In the end, the 27-nation bloc decided to cut off Russian oil that comes by ship on Dec. 5, while keeping a small amount of pipeline supplies that some Eastern European countries rely on.
Beyond that, the US and other Group of Seven major democracies are working out the details on a price cap on Russian oil. It would target insurers and other service providers that facilitate oil shipments from Russia to other countries. The EU approved a measure along those lines this week.
Many of those providers are based in Europe and would be barred from dealing with Russian oil if the price is above the cap.
How will oil cuts, price caps and embargoes clash?
The idea behind the price cap is to keep Russian oil flowing to the global market, just at lower prices. Russia, however, has threatened to simply stop deliveries to a country or companies that observe the cap. That could take more Russian oil off the market and push prices higher.
That could push costs at the pump higher, too.
US gasoline prices that soared to record highs of $5.02 a gallon in mid-June had been falling recently, but they have been on the rise again, posing political problems for President Joe Biden a month before midterm elections.
Biden, facing inflation at near 40-year highs, had touted the falling pump prices. Over the past week, the national average price for a gallon rose 9 cents, to $3.87. That's 65 cents more than Americans were paying a year ago.
“It's a disappointment, and we're looking at what alternatives we may have,” he told reporters about the OPEC+ decision.
Will the OPEC production cut make inflation worse?
Likely yes. Brent crude should reach $100 per barrel by December, says Jorge Leon, senior vice president at Rystad Energy. That is up from an earlier prediction of $89.

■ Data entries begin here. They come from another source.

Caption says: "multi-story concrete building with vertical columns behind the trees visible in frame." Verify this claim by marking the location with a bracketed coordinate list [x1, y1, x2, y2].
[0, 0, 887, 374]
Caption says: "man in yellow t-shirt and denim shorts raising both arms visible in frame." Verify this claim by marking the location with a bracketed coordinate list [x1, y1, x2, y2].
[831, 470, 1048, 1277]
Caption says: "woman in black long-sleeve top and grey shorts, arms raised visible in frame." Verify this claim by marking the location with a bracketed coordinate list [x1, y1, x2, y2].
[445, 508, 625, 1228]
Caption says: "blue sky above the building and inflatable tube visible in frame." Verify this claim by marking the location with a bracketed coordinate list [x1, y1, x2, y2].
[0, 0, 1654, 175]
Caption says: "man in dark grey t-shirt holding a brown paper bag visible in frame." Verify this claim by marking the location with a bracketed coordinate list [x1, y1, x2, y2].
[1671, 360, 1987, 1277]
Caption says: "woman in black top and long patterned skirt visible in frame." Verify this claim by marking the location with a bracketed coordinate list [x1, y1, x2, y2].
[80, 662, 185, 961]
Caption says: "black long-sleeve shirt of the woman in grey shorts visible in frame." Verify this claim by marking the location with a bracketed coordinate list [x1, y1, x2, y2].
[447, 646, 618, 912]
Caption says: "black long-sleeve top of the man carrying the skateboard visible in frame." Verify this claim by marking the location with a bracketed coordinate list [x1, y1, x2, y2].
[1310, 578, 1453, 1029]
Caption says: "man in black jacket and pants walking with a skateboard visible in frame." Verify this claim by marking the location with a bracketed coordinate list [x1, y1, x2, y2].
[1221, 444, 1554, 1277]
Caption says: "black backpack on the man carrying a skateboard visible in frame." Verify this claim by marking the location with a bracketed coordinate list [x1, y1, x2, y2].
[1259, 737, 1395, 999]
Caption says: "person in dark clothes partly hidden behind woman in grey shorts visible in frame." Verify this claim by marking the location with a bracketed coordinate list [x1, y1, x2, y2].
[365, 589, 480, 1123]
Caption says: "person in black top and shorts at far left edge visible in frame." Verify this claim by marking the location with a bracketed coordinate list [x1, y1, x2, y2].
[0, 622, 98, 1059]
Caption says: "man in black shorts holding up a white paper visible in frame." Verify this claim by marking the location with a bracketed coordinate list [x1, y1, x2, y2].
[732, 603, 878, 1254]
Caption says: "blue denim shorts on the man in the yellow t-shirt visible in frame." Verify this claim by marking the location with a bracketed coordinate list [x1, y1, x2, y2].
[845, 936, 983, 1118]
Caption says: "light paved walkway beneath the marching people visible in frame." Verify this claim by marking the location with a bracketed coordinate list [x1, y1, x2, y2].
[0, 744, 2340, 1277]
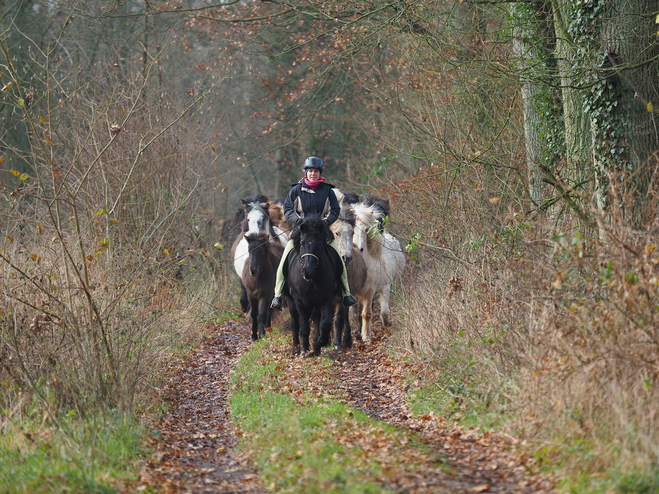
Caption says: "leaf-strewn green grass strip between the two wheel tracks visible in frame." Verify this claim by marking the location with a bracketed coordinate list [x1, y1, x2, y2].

Part of the 2 million-barrel-per-day cut is only on paper as some OPEC+ countries aren't able to produce their quota. So the group can deliver only about 1.2 million barrels a day in actual cuts.
That's still going to have a “significant" effect on prices, Leon said.
“Higher oil prices will inevitably add to the inflation headache that global central banks are fighting, and higher oil prices will factor into the calculus of further increasing interest rates to cool down the economy,” he wrote in a note.
That would exacerbate an energy crisis in Europe largely tied to Russian cutbacks of natural gas supplies used for heating, electricity and in factories and would send gasoline prices up worldwide.
As that fuels inflation, people have less money to spend on other things like food and rent.
Other factors also could affect oil prices, including the depth of any possible recession in the US or Europe and the duration of China's COVID-19 restrictions, which have sapped demand for fuel.
What will this mean for Russia?
Analysts say that Russia, the biggest producer among the non-OPEC members in the alliance, would benefit from higher oil prices ahead of a price cap. If Russia has to sell oil at a discount, at least the reduction starts at a higher price level.
High oil prices earlier this year offset much of Russia's sales lost from Western buyers avoiding its supply.
The country also has managed to reroute some two-thirds of its typical Western sales to customers in places like India.
But then Moscow saw its take from oil slip from $21 billion in June to $19 billion in July to $17.7 billion in August as prices and sales volumes fell, according to the International Energy Agency.
A third of Russia's state budget comes from oil and gas revenue, so the price caps would further erode a key source of revenue.
Meanwhile, the rest of Russia's economy is shrinking due to sanctions and the withdrawal of foreign businesses and investors.